Hot Air. In an attempt both to record and to foretell Baker's behavior, geologists are trying to emulate the Russians, who recently correctly predicted a volcanic eruption on the Siberian peninsula of Kamchatka. The scientists have installed seismographs on the mountain's flanks to detect the tremors that are believed to precede an eruption and set up instruments to measure the flow and the temperatures of gases escaping from the fumaroles. They are also using sensitive tiltmeters to determine if the mountain is swelling, a phenomenon that could presage an eruption.

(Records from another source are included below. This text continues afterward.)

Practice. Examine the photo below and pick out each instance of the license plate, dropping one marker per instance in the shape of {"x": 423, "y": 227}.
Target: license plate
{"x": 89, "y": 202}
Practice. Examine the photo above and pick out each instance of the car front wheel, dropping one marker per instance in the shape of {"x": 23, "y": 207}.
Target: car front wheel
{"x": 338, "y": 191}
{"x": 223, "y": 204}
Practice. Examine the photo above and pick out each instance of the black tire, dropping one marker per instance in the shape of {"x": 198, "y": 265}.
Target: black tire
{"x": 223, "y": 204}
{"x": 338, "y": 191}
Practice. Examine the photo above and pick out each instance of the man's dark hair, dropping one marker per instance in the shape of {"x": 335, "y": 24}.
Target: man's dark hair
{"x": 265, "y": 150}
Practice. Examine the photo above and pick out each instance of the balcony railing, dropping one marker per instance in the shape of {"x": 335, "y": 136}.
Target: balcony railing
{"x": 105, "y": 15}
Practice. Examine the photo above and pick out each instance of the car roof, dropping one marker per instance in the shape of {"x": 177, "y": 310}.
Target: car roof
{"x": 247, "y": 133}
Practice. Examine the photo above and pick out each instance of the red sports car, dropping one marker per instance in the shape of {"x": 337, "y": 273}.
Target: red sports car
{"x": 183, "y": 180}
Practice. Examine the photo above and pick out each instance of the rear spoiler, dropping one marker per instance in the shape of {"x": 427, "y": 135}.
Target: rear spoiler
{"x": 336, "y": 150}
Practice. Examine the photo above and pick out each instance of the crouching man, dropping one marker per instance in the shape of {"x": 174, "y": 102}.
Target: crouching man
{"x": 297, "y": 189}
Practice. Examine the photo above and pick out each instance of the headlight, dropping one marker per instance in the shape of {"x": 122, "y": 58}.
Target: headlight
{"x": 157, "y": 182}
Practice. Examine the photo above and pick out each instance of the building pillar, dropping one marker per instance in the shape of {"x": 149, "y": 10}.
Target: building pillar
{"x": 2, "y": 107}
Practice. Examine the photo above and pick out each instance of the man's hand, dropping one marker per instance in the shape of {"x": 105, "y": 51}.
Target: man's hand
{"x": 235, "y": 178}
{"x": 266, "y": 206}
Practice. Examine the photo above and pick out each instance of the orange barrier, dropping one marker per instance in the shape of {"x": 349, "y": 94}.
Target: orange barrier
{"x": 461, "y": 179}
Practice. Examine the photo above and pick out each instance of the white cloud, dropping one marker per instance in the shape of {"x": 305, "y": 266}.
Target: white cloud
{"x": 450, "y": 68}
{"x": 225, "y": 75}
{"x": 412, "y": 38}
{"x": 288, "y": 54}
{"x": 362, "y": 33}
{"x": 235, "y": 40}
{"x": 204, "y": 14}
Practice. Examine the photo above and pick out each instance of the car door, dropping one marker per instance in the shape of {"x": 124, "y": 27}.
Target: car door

So far, the data collected on Mount Baker's slopes have been inconclusive, and many people in Concrete believe that authorities have overstated the potential dangers of the current activity. "All this steam business is a lot of hot air," says Robert Fader, publisher of the Concrete Herald. "Baker has steamed before and it will steam again."

The scientists studying the mountain concede that their activity and reports have proved costly to Concrete. But the Forest Service insists that placing threatened areas off limits makes eminent sense. Mount Baker does not have to awaken fully and erupt in order to be deadly. All the restless giant need do to cause a disaster is to shrug off its snowy and earthen coverings.